Appeals instituted prior to this date continue to be governed by the erstwhile procedure
Appeals instituted on or after this date must strictly comply with the amended digital framework
There is no transitional or saving clause. Any appeal attempted to be filed otherwise than in accordance with the amended Rule 6 after the effective date is non est, with attendant exposure to limitation risk.
Rule 6: Reconstitution of the Filing Act
Rule 6 has been entirely substituted to provide that:
A memorandum of appeal to the Appellate Tribunal shall be filed by the appellant or by an agent authorised by him under his digital signature.
The legal consequences are immediate and unambiguous:
Electronic filing is mandatory
Authentication by DSC (as recognised under section 3 of the Information Technology Act, 2000) is jurisdictional
An appeal uploaded without DSC authentication is defective ab initio
The earlier distinction between filing and signing does not survive the amendment.
No Concept of an “Unsigned” Appeal
Handwritten signatures have ceased to have independent legal relevance.
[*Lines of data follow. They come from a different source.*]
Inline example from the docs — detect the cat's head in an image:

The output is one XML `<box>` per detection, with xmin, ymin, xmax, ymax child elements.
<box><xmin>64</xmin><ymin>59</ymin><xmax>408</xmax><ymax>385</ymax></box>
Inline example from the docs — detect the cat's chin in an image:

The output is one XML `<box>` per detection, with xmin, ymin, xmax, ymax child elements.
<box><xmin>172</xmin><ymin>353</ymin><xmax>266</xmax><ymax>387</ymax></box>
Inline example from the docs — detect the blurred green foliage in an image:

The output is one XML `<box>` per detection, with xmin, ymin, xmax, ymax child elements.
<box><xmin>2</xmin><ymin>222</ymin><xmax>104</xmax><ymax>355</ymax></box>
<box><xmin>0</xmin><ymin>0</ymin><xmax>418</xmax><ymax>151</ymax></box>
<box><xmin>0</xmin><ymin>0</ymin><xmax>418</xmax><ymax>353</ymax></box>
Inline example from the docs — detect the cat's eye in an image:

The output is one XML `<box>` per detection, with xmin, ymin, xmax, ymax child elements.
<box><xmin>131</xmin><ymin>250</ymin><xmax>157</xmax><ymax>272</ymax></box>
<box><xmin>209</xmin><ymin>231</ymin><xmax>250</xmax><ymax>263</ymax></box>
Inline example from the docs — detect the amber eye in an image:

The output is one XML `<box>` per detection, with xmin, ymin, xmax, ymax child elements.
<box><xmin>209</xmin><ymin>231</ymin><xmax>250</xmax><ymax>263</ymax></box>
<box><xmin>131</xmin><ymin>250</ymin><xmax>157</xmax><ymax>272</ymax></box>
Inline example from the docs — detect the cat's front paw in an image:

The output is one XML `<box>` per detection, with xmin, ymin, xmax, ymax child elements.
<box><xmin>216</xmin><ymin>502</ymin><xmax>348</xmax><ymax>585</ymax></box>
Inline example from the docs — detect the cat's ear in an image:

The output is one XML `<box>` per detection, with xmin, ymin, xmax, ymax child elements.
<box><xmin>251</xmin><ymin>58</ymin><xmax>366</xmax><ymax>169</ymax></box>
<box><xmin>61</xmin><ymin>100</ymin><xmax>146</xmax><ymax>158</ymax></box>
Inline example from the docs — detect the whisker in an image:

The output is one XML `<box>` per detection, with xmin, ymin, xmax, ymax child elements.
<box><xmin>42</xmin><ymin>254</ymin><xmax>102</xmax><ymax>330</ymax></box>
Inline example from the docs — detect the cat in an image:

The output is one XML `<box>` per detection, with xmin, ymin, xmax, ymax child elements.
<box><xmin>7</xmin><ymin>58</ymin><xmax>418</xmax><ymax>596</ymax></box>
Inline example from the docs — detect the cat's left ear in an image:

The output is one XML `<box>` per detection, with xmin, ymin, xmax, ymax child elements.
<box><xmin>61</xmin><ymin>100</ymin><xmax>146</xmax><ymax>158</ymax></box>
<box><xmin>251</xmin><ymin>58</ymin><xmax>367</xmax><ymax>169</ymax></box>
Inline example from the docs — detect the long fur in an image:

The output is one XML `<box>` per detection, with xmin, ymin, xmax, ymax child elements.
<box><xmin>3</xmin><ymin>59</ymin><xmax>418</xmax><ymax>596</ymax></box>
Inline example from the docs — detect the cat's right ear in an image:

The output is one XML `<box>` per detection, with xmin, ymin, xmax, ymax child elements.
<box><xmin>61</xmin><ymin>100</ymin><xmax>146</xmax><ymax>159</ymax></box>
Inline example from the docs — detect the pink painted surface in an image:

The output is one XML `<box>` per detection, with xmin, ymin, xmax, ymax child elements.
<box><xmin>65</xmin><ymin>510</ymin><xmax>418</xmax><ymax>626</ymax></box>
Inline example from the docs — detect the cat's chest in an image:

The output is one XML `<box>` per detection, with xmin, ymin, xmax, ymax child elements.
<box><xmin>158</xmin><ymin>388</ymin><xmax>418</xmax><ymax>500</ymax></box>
The commonly used expression “with or without signature” is legally inaccurate in the post-amendment context.
Digital authentication is the sole recognised mode of execution of an appeal.
Anything short of this does not constitute a valid institution in law.
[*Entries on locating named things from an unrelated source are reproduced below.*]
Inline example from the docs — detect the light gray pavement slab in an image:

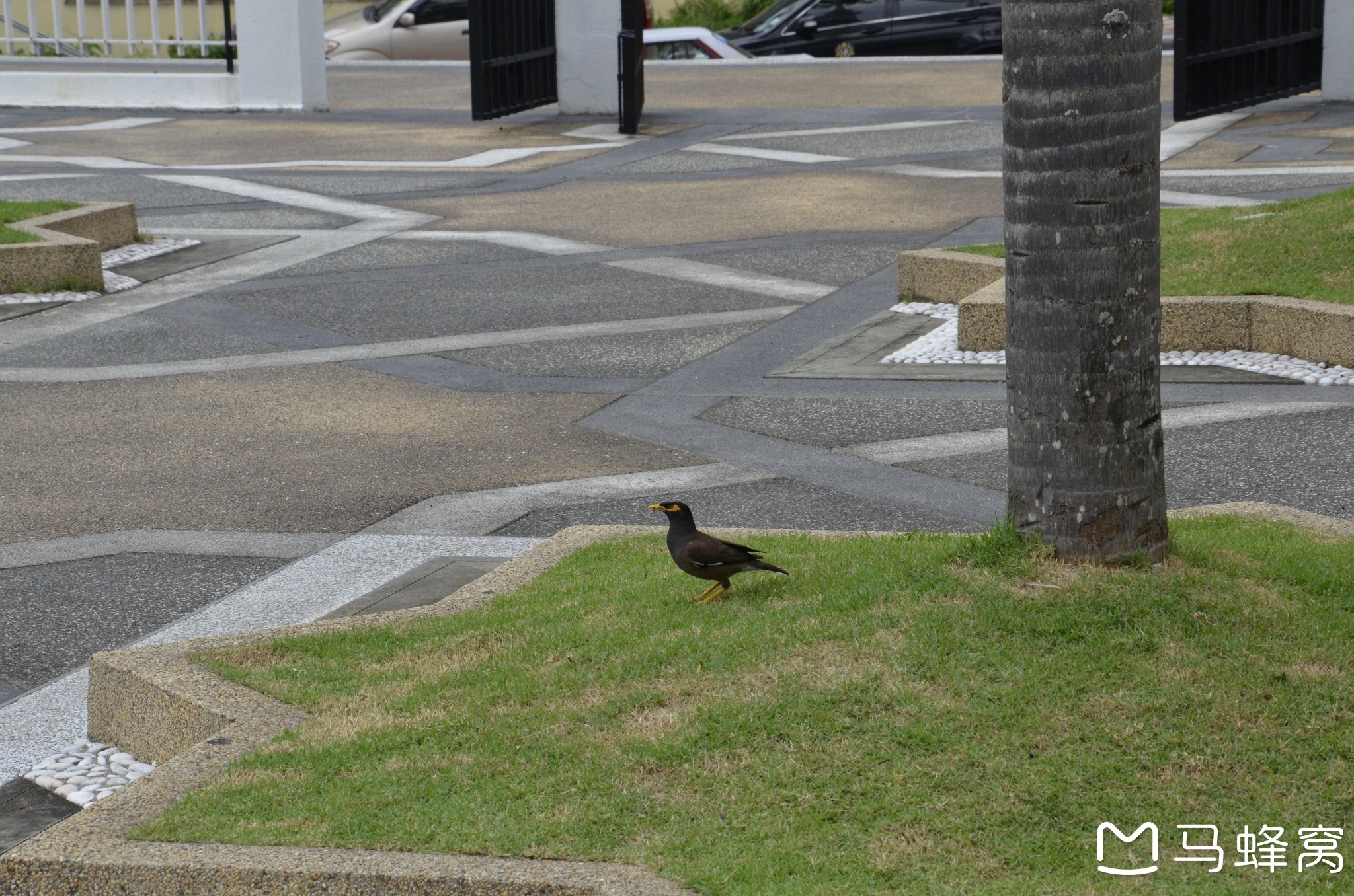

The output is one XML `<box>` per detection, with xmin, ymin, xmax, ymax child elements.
<box><xmin>0</xmin><ymin>311</ymin><xmax>276</xmax><ymax>367</ymax></box>
<box><xmin>906</xmin><ymin>408</ymin><xmax>1354</xmax><ymax>520</ymax></box>
<box><xmin>270</xmin><ymin>240</ymin><xmax>539</xmax><ymax>279</ymax></box>
<box><xmin>0</xmin><ymin>554</ymin><xmax>286</xmax><ymax>691</ymax></box>
<box><xmin>700</xmin><ymin>396</ymin><xmax>1006</xmax><ymax>448</ymax></box>
<box><xmin>221</xmin><ymin>265</ymin><xmax>784</xmax><ymax>341</ymax></box>
<box><xmin>138</xmin><ymin>203</ymin><xmax>352</xmax><ymax>230</ymax></box>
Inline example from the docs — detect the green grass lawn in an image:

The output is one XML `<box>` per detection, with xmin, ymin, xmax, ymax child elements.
<box><xmin>0</xmin><ymin>199</ymin><xmax>80</xmax><ymax>243</ymax></box>
<box><xmin>959</xmin><ymin>188</ymin><xmax>1354</xmax><ymax>305</ymax></box>
<box><xmin>137</xmin><ymin>519</ymin><xmax>1354</xmax><ymax>895</ymax></box>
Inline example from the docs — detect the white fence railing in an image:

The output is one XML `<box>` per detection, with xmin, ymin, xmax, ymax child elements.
<box><xmin>0</xmin><ymin>0</ymin><xmax>230</xmax><ymax>58</ymax></box>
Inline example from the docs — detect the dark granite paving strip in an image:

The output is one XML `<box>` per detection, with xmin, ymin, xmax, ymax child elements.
<box><xmin>700</xmin><ymin>396</ymin><xmax>1006</xmax><ymax>448</ymax></box>
<box><xmin>0</xmin><ymin>554</ymin><xmax>287</xmax><ymax>689</ymax></box>
<box><xmin>496</xmin><ymin>479</ymin><xmax>982</xmax><ymax>541</ymax></box>
<box><xmin>584</xmin><ymin>395</ymin><xmax>1006</xmax><ymax>524</ymax></box>
<box><xmin>0</xmin><ymin>779</ymin><xmax>80</xmax><ymax>854</ymax></box>
<box><xmin>207</xmin><ymin>231</ymin><xmax>930</xmax><ymax>295</ymax></box>
<box><xmin>349</xmin><ymin>355</ymin><xmax>649</xmax><ymax>395</ymax></box>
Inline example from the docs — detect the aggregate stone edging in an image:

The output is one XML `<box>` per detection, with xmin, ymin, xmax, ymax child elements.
<box><xmin>0</xmin><ymin>527</ymin><xmax>752</xmax><ymax>896</ymax></box>
<box><xmin>0</xmin><ymin>202</ymin><xmax>137</xmax><ymax>292</ymax></box>
<box><xmin>898</xmin><ymin>249</ymin><xmax>1354</xmax><ymax>367</ymax></box>
<box><xmin>8</xmin><ymin>517</ymin><xmax>1354</xmax><ymax>896</ymax></box>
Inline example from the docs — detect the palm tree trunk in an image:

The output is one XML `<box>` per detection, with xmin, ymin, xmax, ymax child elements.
<box><xmin>1002</xmin><ymin>0</ymin><xmax>1166</xmax><ymax>560</ymax></box>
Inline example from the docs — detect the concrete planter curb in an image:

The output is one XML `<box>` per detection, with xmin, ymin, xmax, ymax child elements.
<box><xmin>0</xmin><ymin>511</ymin><xmax>1354</xmax><ymax>896</ymax></box>
<box><xmin>0</xmin><ymin>527</ymin><xmax>709</xmax><ymax>896</ymax></box>
<box><xmin>0</xmin><ymin>202</ymin><xmax>137</xmax><ymax>292</ymax></box>
<box><xmin>898</xmin><ymin>249</ymin><xmax>1354</xmax><ymax>367</ymax></box>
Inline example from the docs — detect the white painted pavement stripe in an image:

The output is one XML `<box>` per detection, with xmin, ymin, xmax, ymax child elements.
<box><xmin>391</xmin><ymin>230</ymin><xmax>615</xmax><ymax>254</ymax></box>
<box><xmin>0</xmin><ymin>172</ymin><xmax>97</xmax><ymax>181</ymax></box>
<box><xmin>0</xmin><ymin>305</ymin><xmax>799</xmax><ymax>383</ymax></box>
<box><xmin>682</xmin><ymin>143</ymin><xmax>854</xmax><ymax>164</ymax></box>
<box><xmin>0</xmin><ymin>118</ymin><xmax>175</xmax><ymax>134</ymax></box>
<box><xmin>366</xmin><ymin>463</ymin><xmax>779</xmax><ymax>535</ymax></box>
<box><xmin>179</xmin><ymin>142</ymin><xmax>627</xmax><ymax>170</ymax></box>
<box><xmin>1162</xmin><ymin>190</ymin><xmax>1265</xmax><ymax>208</ymax></box>
<box><xmin>147</xmin><ymin>174</ymin><xmax>428</xmax><ymax>227</ymax></box>
<box><xmin>1162</xmin><ymin>112</ymin><xmax>1248</xmax><ymax>161</ymax></box>
<box><xmin>837</xmin><ymin>402</ymin><xmax>1354</xmax><ymax>465</ymax></box>
<box><xmin>0</xmin><ymin>529</ymin><xmax>344</xmax><ymax>570</ymax></box>
<box><xmin>715</xmin><ymin>119</ymin><xmax>976</xmax><ymax>142</ymax></box>
<box><xmin>0</xmin><ymin>533</ymin><xmax>540</xmax><ymax>781</ymax></box>
<box><xmin>607</xmin><ymin>258</ymin><xmax>837</xmax><ymax>302</ymax></box>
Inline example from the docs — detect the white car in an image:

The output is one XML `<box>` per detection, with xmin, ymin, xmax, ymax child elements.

Exclusive Portal-Based Filing
All appeals and applications before the ITAT must now be filed exclusively through the e-filing portal:
Assessees: Login through OTP or Pre-Validation Code (PVC)
Departmental Representatives: Login through bench-registered credentials
There is no counter filing, physical submission, or parallel mode available post-amendment.
Filing Discipline: Form 36 in Practice
An appeal is legally instituted only upon completion of the following sequence:
Portal login and correct bench selection
Accurate completion of Form 36, including email address and mobile number (now statutorily relevant for service)
Upload of prescribed Rule 9 enclosures (single electronic copies)
Online payment of Tribunal fee
DSC authentication via EmSigner
Generation of system acknowledgement and appeal number
Anything short of this sequence does not result in a cognisable appeal.
Enclosures, Revisions, and Paper Books — The Compressed Position
Rule 9 rationalises annexures to single electronic copies, with specific codification for DRP and Commissioner-level appeals
Rule 9A mandates filing a Revised Form 36 for any change in address, email, or mobile; informal intimation is legally irrelevant
Rule 18 eliminates physical paper books; all compilations must be digitally filed and authenticated in accordance with Rule 6
Stays, Miscellaneous Applications, and Defects
Stay applications and miscellaneous applications now follow the same digital procedure as appeals
Prior applications under section 254(2) and related Tribunal orders must be disclosed and uploaded
Defects are system-generated, dashboard-based, and rectifiable only electronically
Service of notices and orders through registered email and mobile is conclusive
Closing Note: The Professional Position
The 2025 Amendment completes the Tribunal’s transition from a paper-administered forum to a system-administered court.
In this regime:
Limitation protects an appeal only if jurisdiction is correctly invoked.
For professionals, the message is clear. DSC readiness, portal discipline, and procedural exactitude are no longer ancillary—they are foundational. Post-2026 ITAT litigation will be tested first on institutional validity, and only thereafter on merits.